Yeah I figured i'd end up down that route. I'll check it out.
> - A clone of a raw sparse file will turn out fully allocated.
Could
> probably borrow code from 'cp' to try and get this right.
I would not consider this a blocker though a change in behaviour there
later on might be considered disruptive (or a great improvement
depending who you're asking !)
Agreed, not critical.
> - Doesn't handle backing stores. I think we would need to
call out to
> 'qemu-img convert' to have any chance of getting this right. And if we
> do that, we could also allow cloning from one image format to another.
>
> A lot of the patch is just plumbing, which I will break out into
> separate patches on the next post. For now, most of the interesting bits
> are at near the bottom.
No need to keep the generated doc files in the patch IMHO
Okay, I'll drop them.
Thanks,
Cole
[...]
> diff --git a/include/libvirt/libvirt.h.in b/include/libvirt/libvirt.h.in
> index a028b21..0f4dd27 100644
> --- a/include/libvirt/libvirt.h.in
> +++ b/include/libvirt/libvirt.h.in
> @@ -1047,6 +1047,9 @@ const char* virStorageVolGetKey
(virStorageVolPtr vol);
> virStorageVolPtr virStorageVolCreateXML (virStoragePoolPtr pool,
> const char *xmldesc,
> unsigned int flags);
> +virStorageVolPtr virStorageVolClone (virStorageVolPtr vol,
> + const char *xmldesc,
> + unsigned int flags);
> int virStorageVolDelete (virStorageVolPtr vol,
> unsigned int flags);
> int virStorageVolRef (virStorageVolPtr vol);
Fine
[...]
> +/**
> + * virStorageVolClone:
> + * @vol: pointer to storage vol to clone
> + * @xmldesc: description of volume to create
> + * @flags: flags for creation (unused, pass 0)
> + *
> + * Clone a storage volume within the parent pool.

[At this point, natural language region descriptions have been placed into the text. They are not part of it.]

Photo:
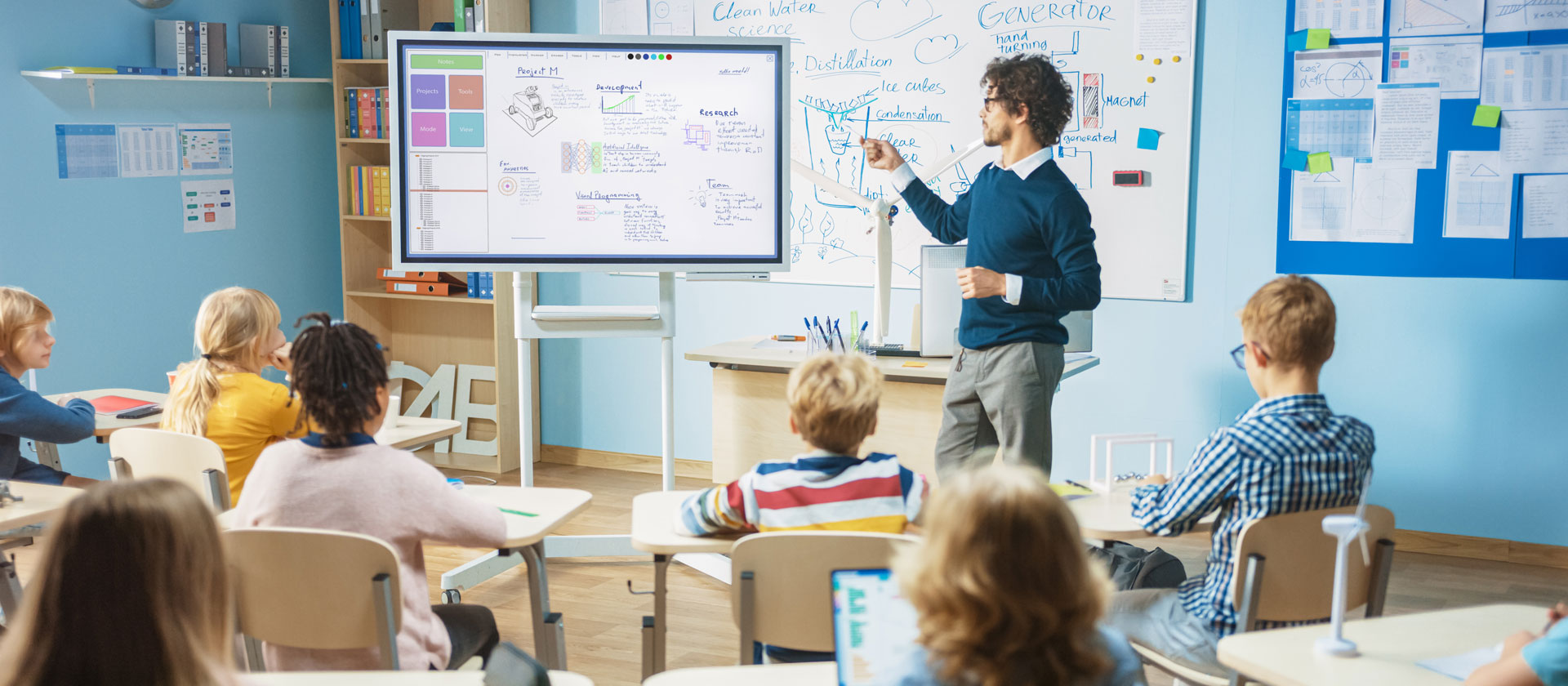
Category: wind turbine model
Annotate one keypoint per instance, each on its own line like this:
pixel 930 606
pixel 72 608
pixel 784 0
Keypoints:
pixel 877 221
pixel 1344 527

> + * Information for the new volume (name, perms)
> + * are passed via a typical volume XML description
> + * Not all pools support cloning of volumes
> + *
> + * return the storage volume, or NULL on error
> + */
> +virStorageVolPtr
> +virStorageVolClone(virStorageVolPtr vol,
> + const char *xmldesc,
> + unsigned int flags)
> +{
> + DEBUG("vol=%p, flags=%u", vol, flags);
> +
> + virResetLastError();
> +
> + if (!VIR_IS_STORAGE_VOL(vol)) {
> + virLibConnError(NULL, VIR_ERR_INVALID_STORAGE_VOL, __FUNCTION__);
> + return (NULL);
> + }
> +
> + if (vol->conn->flags & VIR_CONNECT_RO) {
> + virLibConnError(vol->conn, VIR_ERR_OPERATION_DENIED, __FUNCTION__);
> + goto error;
> + }
> +
> + if (vol->conn->storageDriver &&
vol->conn->storageDriver->volClone) {
> + virStorageVolPtr ret;
> + ret = vol->conn->storageDriver->volClone (vol, xmldesc, flags);
> + if (!ret)
> + goto error;
> + return ret;
> + }
> +
> + virLibConnError (vol->conn, VIR_ERR_NO_SUPPORT, __FUNCTION__);
> +
> +error:
> + /* Copy to connection error object for back compatability */
> + virSetConnError(vol->conn);
> + return NULL;
> +}
okay too
[...]
> +static int
> +virStorageBackendFileSystemVolClone(virConnectPtr conn,
> + virStorageVolDefPtr origvol,
> + virStorageVolDefPtr newvol,
> + unsigned int flags ATTRIBUTE_UNUSED)
> +{
> +
> + int origfd = -1;
> + int newfd = -1;
> + int ret = -1;
> + size_t bytes = 1024 * 1024;
so the copy is done megabytes by megabytes
That sounds a reasonable intermediate compromize between the daemon
memory usage and the I/O efficiency, feedback from an I/O expert or
based on cp or tar code could be interesting.
In general patch looks good to me, I got a bit lost in the pool
locking, but finally it sounds fine.